Applying Scrum in H2-presure vessel development

Summary

In a typical R&D project with the purpose to develop a H2 pressure vessel 15 colleagues spreading across 4 different locations are working collaboratively in order to put the production process of the tank prototype to reach the standard of serious production.

The team had to work on different key aspects: The making and finishing of the prototypes, the experiments to test the tank quality, the analysis and evaluation of experiment data, the contact with potential OEMs and the reporting to the internal customers.

The pressure is high for the complexity of the project itself but also the expectation of the executive board. 

Scrum in a hardware development project

The essential of Scrum is to deal complexity with a structured way of communication and collaboration. To achieve this there is a clear role definition for responsibilities and purposes behind. The regular meetings such as planning, daily stand up, review and retrospective reassemble the PDCA-process. The break-down of the long time-span of development into sprints ensures that results could be rationally estimated, planned and achieved in very short iterations.
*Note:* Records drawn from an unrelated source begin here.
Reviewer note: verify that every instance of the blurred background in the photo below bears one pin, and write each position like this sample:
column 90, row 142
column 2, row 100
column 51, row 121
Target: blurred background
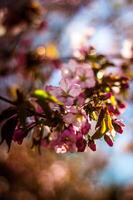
column 63, row 27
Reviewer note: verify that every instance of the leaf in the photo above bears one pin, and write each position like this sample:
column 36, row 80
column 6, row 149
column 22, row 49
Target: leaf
column 7, row 130
column 40, row 94
column 103, row 126
column 22, row 114
column 9, row 112
column 109, row 122
column 100, row 118
column 43, row 95
column 97, row 134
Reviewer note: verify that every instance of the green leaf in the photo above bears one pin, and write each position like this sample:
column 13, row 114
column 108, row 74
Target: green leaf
column 43, row 95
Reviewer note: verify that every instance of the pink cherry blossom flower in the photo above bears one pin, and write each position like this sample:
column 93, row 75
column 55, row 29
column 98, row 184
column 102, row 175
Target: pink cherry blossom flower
column 80, row 143
column 66, row 93
column 85, row 76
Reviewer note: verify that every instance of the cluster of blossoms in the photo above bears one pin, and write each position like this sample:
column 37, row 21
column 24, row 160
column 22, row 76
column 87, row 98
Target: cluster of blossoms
column 71, row 117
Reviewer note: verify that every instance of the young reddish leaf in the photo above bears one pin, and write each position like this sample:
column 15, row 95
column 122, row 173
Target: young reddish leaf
column 103, row 127
column 97, row 134
column 100, row 118
column 92, row 145
column 108, row 140
column 7, row 130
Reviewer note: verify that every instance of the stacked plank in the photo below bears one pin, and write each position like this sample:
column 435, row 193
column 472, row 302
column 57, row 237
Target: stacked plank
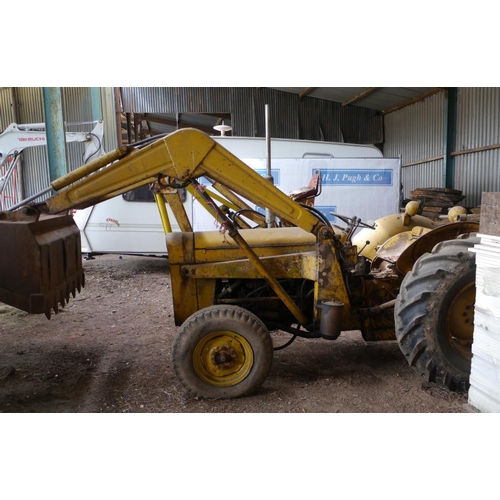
column 484, row 392
column 436, row 201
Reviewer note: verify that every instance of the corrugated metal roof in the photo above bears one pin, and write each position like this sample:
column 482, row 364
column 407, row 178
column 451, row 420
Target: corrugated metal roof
column 381, row 99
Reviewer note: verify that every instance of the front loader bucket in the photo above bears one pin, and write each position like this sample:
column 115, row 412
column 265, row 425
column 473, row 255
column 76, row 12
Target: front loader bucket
column 40, row 263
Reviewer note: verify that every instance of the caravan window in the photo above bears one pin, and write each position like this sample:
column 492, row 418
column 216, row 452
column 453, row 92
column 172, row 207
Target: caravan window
column 142, row 193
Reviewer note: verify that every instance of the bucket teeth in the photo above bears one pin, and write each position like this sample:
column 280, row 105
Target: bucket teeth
column 42, row 263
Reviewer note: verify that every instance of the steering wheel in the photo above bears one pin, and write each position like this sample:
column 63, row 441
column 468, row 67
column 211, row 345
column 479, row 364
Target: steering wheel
column 256, row 215
column 351, row 221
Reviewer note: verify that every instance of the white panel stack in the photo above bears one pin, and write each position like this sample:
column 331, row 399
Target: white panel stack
column 484, row 392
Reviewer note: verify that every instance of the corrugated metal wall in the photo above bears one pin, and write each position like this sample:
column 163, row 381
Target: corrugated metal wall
column 478, row 126
column 25, row 105
column 290, row 116
column 417, row 133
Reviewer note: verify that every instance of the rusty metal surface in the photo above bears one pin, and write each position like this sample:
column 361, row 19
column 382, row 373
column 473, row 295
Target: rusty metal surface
column 41, row 263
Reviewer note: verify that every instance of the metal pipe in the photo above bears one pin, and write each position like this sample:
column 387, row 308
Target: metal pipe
column 270, row 219
column 56, row 139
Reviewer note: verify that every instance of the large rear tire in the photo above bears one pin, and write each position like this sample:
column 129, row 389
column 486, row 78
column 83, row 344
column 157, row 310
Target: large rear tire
column 434, row 314
column 222, row 352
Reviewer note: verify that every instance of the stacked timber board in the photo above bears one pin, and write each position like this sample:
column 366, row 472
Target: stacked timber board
column 484, row 392
column 436, row 201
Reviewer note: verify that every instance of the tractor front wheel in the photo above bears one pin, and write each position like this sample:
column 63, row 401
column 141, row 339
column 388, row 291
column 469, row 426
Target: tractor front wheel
column 222, row 352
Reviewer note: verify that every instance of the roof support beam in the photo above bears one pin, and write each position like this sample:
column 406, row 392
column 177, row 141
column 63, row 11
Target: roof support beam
column 358, row 97
column 414, row 100
column 306, row 91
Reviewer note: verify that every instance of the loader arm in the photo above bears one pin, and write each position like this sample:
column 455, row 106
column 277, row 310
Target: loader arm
column 179, row 157
column 40, row 246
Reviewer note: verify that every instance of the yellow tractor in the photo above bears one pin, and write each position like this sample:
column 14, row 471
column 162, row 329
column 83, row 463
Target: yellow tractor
column 404, row 277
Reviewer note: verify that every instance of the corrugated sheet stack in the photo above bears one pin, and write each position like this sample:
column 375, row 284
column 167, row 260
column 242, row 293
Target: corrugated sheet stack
column 436, row 201
column 484, row 393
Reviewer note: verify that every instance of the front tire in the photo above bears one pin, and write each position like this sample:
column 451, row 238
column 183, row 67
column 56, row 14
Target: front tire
column 434, row 314
column 222, row 352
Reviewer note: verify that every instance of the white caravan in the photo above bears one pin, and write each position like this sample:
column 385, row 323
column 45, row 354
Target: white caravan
column 356, row 180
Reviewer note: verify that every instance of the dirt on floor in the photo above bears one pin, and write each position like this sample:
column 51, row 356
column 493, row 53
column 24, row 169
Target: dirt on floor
column 109, row 350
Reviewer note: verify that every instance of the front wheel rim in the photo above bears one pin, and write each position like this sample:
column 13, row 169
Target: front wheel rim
column 223, row 358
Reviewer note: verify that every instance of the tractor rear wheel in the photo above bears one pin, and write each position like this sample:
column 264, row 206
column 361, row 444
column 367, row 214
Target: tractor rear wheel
column 222, row 352
column 434, row 314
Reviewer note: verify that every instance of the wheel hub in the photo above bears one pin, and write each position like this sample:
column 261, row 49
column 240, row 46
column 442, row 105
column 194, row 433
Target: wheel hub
column 461, row 321
column 223, row 356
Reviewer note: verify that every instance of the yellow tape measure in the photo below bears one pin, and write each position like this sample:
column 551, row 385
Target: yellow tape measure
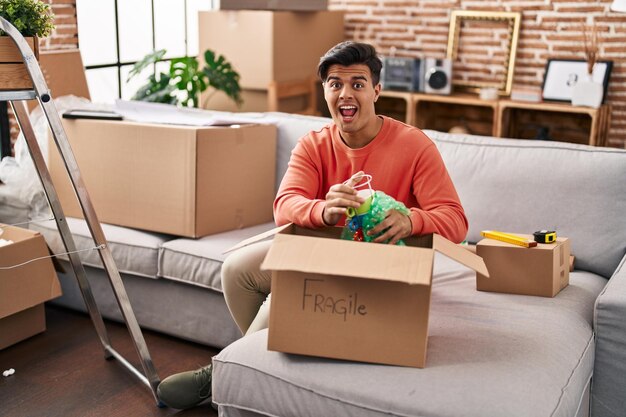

Key changes since the application

1) The team was invited to travel once a week and meet in a project room to work together under the same roof with a certain predefined daily agenda. This small change affected from the first day on the communication inside of the team: Talks were held face-to-face, number of emails were eliminated, team spirit was strengthened.

2) Daily meetings for the whole team were held in the time-box of 15 minutes. Planning was updated every two weeks and reviews at the end of each sprint. Retrospective was facilitated by the Scrum Master (me) to look back, learn lessons and look forward for improvements.

3) Key members from the executive board were invited to join reviews every two weeks to get the first hand information concerning the development. They also offered support after understanding the challenges in the current development phase.

My job

I was the classical Scrum Master, making sure that the meetings would be held, the planning would be done consequently and the review would be conducted in a simple but clear way.

I observed possible obstacles in the project management, e.g., communication with stakeholders, and facilitate the team to develop functional solutions to remove these obstacles.

I facilitated retrospectives regularly with different formats to help the team by improving their general performance in communication and collaboration.

My goosebump-moments were to hear people sharing with me: Sam, I was sceptical about all the methods and changes you introduced. Now I am totally convinced with what had been introduced and changed.